With the general exception of property taxes, most government revenue is based on levels of economic activity (sales, income, payroll) many of which have been adversely affected by the Pandemic. These may have serious medium- and long-term repercussions. For example:

  1. Unemployment insurance is funded by payroll premiums paid by employers. With historic numbers of unemployed workers, revenue to support UI benefits has probably dropped substantially while payments for states’ standard UI benefits has grown dramatically. Some states have announced that their unemployment benefit fund may be insolvent before the end of the year.
    In general, when this happens, states make up shortfalls by increasing the unemployment benefit fees employers may pay in the next year. At the moment, those deficiencies may be quite large, resulting in large increases in those fees in 2021 to replenish UI benefit reserves.
  2. Social Security and other support programs are funded through the Social Security Trust Fund supported by a national payroll tax. As of last year, the government projected that the trust fund would support full payment of benefits through 2034. However, since the fund is replenished through a payroll tax, the fund will lose contributions from those taxes for the 23 million people who have become unemployed and are receiving UI benefits. The deeper current unemployment becomes and the longer it lasts, the more adverse the impact will be for the trust fund.
  3. Medicare is also supported by payroll taxes that contribute to a hospital insurance trust fund for Medicare Part A. Last year, trustees reported that the hospital insurance trust fund will become insolvent in 2028. As with Social Security, the Medicare trust fund will lose substantial contributions in 2020 due to very high unemployment. The trust fund may become insolvent earlier than the 2019 estimate.

 

Debt

In 2020, the federal government had planned to spend approximately $4.9 trillion in mandatory spending, discretionary spending, and interest on the national debt. Since March, the federal government has enacted supplemental appropriations of more than $3 trillion, almost doubling federal spending planned for 2020. In January, the Concord Coalition estimated that the national debt of $25 trillion in 2020 will reach 81 percent of gross domestic product. COVID-19 federal expenditures will likely grow further, contributing a larger 2020 budget deficit and larger national debt.
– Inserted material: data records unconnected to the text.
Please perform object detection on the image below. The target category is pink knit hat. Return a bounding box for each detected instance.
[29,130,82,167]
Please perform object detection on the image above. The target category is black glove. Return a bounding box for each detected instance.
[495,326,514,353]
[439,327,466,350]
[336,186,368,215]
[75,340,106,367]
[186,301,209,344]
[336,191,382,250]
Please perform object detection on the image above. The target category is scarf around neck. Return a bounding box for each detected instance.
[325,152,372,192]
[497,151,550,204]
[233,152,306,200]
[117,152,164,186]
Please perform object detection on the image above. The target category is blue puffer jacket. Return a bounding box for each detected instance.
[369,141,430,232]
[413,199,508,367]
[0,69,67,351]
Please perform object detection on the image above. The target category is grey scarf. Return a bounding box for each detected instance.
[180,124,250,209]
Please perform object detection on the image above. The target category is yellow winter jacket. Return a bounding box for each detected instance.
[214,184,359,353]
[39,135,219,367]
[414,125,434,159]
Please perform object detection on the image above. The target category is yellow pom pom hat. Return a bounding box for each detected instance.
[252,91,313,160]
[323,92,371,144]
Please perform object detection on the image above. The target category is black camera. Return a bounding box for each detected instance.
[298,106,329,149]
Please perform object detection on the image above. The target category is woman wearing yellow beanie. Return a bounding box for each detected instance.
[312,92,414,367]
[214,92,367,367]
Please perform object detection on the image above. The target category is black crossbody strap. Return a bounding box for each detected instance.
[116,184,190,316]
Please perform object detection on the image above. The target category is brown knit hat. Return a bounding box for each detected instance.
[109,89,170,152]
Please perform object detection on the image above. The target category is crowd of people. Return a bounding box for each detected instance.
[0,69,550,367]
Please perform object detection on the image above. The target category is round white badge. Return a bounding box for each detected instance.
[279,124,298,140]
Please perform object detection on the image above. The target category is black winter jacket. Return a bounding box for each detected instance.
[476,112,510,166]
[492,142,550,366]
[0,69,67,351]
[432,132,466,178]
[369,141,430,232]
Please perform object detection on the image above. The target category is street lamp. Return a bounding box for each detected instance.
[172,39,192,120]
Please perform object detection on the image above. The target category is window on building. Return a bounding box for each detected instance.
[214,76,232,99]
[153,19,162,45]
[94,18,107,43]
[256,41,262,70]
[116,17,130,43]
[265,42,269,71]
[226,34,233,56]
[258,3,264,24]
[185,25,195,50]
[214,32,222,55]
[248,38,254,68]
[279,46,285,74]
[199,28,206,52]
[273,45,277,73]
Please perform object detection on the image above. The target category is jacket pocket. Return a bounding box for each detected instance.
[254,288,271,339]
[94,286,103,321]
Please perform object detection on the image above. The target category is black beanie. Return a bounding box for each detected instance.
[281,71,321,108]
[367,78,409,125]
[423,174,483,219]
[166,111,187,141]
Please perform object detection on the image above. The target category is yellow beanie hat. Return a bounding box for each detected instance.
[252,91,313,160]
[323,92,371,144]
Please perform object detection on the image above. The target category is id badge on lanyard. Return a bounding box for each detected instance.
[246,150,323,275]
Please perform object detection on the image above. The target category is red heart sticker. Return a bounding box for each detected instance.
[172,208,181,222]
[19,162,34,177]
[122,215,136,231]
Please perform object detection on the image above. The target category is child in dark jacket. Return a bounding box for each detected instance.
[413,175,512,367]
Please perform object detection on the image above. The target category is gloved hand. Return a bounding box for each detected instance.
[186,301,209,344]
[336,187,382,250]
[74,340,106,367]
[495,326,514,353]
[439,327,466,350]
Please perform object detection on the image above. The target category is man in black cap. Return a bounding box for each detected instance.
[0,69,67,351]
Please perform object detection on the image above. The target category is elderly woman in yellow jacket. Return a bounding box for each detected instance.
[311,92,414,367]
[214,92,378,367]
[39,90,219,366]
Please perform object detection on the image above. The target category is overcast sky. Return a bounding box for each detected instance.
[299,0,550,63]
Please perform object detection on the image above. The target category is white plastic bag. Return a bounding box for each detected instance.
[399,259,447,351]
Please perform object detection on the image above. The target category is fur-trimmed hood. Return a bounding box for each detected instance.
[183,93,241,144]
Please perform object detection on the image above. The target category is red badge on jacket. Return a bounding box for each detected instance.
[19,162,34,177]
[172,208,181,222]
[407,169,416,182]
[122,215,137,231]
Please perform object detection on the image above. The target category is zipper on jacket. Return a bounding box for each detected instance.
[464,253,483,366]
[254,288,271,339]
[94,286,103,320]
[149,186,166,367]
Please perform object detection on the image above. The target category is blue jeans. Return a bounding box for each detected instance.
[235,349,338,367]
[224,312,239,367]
Some companies have used debt extensively and are highly leveraged. Although that debt is inexpensive at the moment due to policies of the Federal Reserve System, businesses with sizable debt obligations and significantly lower revenue may be at significant risk of failure with inadequate working capital. Those failures will eliminate whatever employment those businesses might be able to reconstruct during an economic recovery.

At the opposite extreme, many state and local governments are prohibited from using debt to support their operations, having adopted balanced budget amendments or other constraints on the use of debt. As a result, with significant declines in tax revenues, states and localities will face pressures to reduce their staffs to control their costs and exacerbate local unemployment pictures and burdens on state UI benefit programs.

 

What Lies Ahead

The administration seems to assume that the worst of the pandemic’s economic fallout will be over by the end of July (when PUA assistance will end unless extended, and when several of HUD’s COVID-19 waivers expire), or by December 31, 2020 (when most of HUD’s new waivers expire and supplemental appropriations must be spent). Many impacts of the economic crisis point to a much longer term of instability and uncertainty with potential structural disturbance of markets (e.g., petroleum, agricultural products) and distribution systems. It may take some time for the economy to absorb potentially fundamental changes. During such a time, HAs perform a critical role as part of the social safety net. Agencies may focus on core missions to make sure they remain a viable part of local support systems for people suffering during the economic downturn.